La niña de doce años acostada en una cama con el pelo mojado por el llanto, reducida, enjuta, silenciosa.

– Quiero ver a mi hijo.

– Es sólo un feto, Frida.

– No le hace.

– Los doctores no lo permiten.

– Diles que es por razones artísticas.

– Frida, nació desintegrado. Se te deshizo en el vientre. No tiene forma.

– Entonces yo se la daré.

Dormía. Despertaba. No soportaba el calor. Se levantaba. Quería huir. La recostaban. Pedía ver al niño. Diego pasaba a verla, cariñoso, comprensivo, lejano, urgido de regresar al trabajo; la mirada en el muro ausente, no en la mujer presente.
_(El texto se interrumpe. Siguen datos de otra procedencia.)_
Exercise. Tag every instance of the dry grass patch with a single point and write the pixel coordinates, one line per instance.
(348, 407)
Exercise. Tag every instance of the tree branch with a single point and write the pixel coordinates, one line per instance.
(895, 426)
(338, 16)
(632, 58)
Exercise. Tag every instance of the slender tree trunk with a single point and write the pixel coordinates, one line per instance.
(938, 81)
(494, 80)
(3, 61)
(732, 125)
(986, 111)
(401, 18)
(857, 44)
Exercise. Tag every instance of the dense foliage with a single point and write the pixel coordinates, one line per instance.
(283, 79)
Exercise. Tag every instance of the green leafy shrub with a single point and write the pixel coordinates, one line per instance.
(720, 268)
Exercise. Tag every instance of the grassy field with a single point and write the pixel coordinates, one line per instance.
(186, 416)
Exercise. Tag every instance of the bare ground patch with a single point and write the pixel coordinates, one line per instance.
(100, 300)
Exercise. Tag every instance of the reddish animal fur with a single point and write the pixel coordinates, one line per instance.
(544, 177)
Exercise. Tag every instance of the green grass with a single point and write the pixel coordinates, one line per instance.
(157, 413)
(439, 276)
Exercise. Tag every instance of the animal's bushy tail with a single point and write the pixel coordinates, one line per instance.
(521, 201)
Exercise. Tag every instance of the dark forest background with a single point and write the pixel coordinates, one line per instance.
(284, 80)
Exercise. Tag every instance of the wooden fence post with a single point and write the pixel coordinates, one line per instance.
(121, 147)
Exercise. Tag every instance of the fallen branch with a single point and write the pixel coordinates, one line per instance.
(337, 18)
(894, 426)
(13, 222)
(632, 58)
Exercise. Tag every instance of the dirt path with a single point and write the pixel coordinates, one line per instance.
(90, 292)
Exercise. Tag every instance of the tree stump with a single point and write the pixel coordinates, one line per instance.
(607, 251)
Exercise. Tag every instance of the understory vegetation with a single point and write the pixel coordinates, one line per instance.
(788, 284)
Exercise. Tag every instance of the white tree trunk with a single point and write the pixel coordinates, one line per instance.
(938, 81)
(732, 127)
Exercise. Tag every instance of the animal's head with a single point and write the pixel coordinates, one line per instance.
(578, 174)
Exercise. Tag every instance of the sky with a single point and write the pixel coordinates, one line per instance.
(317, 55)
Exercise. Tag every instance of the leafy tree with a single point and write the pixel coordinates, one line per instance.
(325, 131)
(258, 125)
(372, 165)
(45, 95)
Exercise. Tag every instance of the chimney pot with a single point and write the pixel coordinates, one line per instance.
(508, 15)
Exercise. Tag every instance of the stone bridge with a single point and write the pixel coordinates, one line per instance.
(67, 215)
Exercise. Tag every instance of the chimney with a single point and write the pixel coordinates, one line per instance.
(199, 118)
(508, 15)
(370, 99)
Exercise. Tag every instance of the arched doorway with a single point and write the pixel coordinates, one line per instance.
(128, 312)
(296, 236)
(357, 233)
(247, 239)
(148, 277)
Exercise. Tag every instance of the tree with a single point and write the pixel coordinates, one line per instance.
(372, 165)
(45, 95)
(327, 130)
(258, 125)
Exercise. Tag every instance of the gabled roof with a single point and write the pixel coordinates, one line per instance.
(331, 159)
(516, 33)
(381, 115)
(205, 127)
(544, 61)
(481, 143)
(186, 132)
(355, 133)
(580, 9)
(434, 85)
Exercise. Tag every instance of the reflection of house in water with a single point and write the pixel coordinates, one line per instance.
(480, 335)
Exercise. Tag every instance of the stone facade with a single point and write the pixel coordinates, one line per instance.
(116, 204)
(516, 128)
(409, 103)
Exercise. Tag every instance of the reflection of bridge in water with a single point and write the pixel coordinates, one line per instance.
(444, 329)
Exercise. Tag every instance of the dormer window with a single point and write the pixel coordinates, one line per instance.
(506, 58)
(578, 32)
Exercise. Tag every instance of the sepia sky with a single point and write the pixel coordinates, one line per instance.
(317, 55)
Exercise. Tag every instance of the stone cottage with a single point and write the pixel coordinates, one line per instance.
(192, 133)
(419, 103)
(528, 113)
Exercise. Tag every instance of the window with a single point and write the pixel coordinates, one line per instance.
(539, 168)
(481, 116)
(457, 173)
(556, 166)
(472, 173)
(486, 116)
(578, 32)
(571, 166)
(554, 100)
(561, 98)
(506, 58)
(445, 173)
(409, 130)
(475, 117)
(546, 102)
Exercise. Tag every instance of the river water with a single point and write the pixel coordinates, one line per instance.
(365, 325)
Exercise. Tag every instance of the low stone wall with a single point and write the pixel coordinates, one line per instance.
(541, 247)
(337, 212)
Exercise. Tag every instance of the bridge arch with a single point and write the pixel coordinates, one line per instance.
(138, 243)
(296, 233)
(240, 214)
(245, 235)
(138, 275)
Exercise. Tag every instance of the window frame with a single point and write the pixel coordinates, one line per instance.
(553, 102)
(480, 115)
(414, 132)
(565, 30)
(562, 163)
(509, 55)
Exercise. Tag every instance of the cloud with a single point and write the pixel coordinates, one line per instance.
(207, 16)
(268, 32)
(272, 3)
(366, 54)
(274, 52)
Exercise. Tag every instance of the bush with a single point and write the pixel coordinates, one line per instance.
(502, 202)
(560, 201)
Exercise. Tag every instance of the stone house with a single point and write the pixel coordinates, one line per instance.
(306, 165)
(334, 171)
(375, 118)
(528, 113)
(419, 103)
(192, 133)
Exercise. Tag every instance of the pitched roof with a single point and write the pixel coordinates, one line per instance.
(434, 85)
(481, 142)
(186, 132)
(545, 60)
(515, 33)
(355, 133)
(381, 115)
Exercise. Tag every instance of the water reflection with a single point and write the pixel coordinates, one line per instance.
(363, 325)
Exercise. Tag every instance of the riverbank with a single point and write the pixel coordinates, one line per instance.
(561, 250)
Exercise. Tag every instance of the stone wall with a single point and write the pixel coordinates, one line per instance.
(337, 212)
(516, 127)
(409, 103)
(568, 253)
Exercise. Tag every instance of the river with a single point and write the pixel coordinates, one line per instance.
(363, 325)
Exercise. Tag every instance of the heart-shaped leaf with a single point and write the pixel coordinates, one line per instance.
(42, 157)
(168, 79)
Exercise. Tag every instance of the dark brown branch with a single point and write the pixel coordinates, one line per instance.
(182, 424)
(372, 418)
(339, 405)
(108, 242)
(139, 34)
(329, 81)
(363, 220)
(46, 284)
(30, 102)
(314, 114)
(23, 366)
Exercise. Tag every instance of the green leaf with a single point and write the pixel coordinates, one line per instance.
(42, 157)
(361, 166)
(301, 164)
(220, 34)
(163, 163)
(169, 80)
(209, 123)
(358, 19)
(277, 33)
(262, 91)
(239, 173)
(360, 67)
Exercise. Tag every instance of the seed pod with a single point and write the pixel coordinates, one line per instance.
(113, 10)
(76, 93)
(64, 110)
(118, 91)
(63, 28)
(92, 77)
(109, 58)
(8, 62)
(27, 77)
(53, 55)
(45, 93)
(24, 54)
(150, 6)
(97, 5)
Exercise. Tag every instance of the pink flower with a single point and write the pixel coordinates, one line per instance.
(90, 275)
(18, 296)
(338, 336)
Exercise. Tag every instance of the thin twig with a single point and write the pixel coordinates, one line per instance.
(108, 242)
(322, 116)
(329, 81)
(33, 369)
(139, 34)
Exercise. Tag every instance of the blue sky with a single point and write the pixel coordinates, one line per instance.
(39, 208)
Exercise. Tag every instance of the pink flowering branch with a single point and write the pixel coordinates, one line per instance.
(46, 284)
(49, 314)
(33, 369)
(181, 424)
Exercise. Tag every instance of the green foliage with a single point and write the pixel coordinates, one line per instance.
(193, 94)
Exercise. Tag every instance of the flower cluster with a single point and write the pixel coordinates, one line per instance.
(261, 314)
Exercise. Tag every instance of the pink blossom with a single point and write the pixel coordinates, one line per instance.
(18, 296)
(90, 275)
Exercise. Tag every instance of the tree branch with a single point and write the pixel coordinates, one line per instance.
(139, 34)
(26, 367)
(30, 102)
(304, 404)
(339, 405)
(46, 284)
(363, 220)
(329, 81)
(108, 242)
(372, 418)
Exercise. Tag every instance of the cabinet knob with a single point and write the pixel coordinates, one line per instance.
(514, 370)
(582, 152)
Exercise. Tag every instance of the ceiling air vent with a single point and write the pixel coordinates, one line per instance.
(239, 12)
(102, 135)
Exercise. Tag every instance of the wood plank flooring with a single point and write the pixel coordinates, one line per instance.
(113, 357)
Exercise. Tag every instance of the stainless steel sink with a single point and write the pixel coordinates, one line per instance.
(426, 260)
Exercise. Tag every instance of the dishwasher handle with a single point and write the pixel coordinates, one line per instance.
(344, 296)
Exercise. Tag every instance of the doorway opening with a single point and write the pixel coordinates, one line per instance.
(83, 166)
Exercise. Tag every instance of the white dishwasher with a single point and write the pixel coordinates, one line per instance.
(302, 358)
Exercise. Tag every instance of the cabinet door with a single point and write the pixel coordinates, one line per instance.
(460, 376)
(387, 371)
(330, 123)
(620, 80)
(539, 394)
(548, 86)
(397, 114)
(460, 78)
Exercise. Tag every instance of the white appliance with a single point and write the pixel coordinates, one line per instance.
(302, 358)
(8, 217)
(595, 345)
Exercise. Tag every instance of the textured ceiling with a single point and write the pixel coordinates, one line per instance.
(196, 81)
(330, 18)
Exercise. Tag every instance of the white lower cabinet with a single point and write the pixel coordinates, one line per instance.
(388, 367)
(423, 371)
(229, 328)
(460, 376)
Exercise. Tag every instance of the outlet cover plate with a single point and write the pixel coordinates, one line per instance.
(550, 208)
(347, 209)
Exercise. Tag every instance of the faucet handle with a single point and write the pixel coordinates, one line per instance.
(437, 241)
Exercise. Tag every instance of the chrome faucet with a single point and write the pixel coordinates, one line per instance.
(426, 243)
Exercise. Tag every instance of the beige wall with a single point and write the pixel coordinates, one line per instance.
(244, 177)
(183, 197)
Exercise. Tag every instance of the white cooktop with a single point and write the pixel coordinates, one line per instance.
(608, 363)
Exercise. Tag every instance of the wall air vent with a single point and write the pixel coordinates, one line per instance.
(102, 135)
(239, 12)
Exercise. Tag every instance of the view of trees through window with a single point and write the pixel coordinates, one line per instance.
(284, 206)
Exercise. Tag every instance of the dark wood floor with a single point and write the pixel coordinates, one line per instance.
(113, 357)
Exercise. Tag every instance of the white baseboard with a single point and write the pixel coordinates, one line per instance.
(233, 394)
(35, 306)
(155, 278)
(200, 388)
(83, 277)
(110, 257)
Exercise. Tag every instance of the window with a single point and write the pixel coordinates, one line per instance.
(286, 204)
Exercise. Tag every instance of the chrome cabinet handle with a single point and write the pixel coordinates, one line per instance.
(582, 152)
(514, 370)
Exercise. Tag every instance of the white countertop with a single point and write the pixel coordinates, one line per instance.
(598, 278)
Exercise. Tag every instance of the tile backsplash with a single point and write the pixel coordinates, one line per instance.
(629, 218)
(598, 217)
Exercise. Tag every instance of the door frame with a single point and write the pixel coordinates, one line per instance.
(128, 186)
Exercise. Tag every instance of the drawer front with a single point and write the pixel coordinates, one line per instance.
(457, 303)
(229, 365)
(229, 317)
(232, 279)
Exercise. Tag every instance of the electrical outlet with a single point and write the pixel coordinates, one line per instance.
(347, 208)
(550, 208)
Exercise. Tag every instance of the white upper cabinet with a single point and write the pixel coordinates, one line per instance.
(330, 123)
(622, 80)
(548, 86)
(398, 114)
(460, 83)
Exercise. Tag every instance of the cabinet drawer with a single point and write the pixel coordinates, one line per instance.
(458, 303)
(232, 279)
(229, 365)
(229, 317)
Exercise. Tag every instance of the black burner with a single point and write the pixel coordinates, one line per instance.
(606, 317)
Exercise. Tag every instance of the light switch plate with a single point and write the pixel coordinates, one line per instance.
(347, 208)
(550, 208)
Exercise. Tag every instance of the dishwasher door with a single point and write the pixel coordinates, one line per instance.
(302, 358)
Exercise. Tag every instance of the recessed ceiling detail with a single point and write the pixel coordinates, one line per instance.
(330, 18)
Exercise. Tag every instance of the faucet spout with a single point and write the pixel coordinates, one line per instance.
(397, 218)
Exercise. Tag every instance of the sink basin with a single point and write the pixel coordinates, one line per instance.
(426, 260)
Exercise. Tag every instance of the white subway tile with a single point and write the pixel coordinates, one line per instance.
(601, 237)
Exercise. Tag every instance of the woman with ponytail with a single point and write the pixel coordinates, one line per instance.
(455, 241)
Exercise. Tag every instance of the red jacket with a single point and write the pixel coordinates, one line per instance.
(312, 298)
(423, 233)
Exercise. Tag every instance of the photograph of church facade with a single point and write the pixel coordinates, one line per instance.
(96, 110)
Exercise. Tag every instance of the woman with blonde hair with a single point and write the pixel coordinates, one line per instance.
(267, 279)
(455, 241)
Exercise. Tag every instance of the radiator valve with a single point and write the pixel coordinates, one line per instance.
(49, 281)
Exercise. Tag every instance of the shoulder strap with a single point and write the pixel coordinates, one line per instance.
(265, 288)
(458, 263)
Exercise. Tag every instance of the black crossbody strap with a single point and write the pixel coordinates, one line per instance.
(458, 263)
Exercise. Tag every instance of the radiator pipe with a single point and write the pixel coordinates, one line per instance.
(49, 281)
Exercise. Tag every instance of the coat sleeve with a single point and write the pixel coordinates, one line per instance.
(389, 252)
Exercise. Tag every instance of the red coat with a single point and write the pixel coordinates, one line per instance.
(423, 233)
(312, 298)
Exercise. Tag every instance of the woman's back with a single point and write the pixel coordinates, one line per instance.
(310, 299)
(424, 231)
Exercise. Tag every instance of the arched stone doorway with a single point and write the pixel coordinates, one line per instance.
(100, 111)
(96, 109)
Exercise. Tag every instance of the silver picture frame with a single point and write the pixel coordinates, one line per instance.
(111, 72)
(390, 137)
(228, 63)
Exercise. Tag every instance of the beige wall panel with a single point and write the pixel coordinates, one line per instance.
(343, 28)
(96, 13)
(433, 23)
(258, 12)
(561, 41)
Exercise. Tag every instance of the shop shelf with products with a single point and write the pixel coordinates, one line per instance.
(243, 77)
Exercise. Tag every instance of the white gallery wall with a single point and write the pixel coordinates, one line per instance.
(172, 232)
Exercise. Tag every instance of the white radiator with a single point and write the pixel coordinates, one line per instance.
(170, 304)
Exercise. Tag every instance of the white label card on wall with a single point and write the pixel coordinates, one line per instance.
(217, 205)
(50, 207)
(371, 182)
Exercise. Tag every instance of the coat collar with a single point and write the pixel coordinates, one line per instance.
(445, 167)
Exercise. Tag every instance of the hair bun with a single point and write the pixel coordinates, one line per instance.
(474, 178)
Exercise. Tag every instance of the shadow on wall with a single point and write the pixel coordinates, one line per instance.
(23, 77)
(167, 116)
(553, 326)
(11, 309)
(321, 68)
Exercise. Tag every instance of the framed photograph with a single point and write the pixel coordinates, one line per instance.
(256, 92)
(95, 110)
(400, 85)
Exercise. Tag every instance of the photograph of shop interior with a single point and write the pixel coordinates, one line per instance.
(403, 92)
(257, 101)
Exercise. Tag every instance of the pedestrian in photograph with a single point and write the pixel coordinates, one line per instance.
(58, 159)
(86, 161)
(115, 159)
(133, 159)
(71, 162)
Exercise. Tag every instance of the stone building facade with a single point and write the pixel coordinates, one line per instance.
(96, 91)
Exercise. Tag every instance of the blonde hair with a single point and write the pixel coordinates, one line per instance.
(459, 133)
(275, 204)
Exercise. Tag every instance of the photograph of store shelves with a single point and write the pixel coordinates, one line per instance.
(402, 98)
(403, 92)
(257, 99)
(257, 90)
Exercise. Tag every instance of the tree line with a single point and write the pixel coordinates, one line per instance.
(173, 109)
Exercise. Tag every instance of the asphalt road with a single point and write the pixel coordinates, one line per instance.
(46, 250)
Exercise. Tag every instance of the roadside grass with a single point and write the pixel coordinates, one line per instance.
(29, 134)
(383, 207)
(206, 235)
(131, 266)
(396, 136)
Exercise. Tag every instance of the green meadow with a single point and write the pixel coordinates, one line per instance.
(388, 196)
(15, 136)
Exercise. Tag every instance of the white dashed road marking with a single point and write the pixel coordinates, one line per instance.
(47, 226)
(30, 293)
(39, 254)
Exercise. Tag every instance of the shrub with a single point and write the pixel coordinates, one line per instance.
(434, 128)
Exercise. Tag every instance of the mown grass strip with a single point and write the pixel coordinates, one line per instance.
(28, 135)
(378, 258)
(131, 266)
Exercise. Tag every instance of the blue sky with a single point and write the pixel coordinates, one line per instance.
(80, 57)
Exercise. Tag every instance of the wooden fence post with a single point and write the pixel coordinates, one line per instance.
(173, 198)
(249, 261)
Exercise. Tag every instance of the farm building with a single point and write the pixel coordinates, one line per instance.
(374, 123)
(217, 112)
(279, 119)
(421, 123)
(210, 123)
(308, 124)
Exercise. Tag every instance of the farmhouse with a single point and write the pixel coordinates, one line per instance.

Entonces, una noche Laura escuchó un ruido olvidado que la retrajo a los días de su infancia en la selva de Catemaco. Dormía en un catre en el mismo cuarto de hospital de Frida y la despertó el ruido. Vio a Frida en la cama completamente desnuda con el cuerpo roto, una pierna más flaca que la otra, la vagina sangrando eternamente un manantial de claveles, la espalda atornillada como una ventana ciega y la cabellera creciéndole, visiblemente, por segundos, cada vez más larga, los pelos brotando como medusas del cráneo, arrastrándose como arañas por la almohada, descendiendo como culebras por el colchón, echando raíces alrededor de las patas de la cama, mientras Frida alargaba las manos y le mostraba la vagina herida, le pedía que se la tocara, que no tuviera miedo, las mujeres somos color de rosa por dentro, sácame del sexo los colores, embárramelos en los dedos, tráeme pinceles y un cuaderno, Laura, no me mires así, ¿cómo ve una mujer desnuda a otra mujer desnuda?,

porque tú estás desnuda también, Laura, aunque no lo sabes, yo sí, yo te veo con la cabeza llena de listones y cien cordones umbilicales enredados entre tus muslos: yo sueño tus sueños, Laura Díaz, veo que estás soñando con caracoles, lentísimos caracoles que van recorriendo tus años con una lentitud frágil y babosa sin darse cuenta que están en un jardín que también es un cementerio y que las plantas de ese jardín lloran y chillan y piden leche, piden teta, tienen hambre las niñas plantas, son sordos los caracoles niños y no les hacen caso a sus madres, sólo yo los veo, los oigo y los entiendo, sólo yo veo los colores reales del mundo, de los niños caracol, de las niñas plantas, de la selva madre, son azules, son verdes, son amarillos, son solferinos, son amarantos…, la tierra es jardín es tumba y lo que ves es cierto, el cuarto de hospital es la única selva pródiga en este páramo de cemento llamado Detroit, la pieza de hospital se llena de loros amarillos y gatos grises y águilas blancas y monos negros, todos me traen regalos menos tú, Laura, ¿tú que me vas a regalar?

Diego la vio y le pidió a Laura que le trajera cuadernos, lápices y acuarelas. Le bastaron una mirada y unas cuantas palabras cruzadas.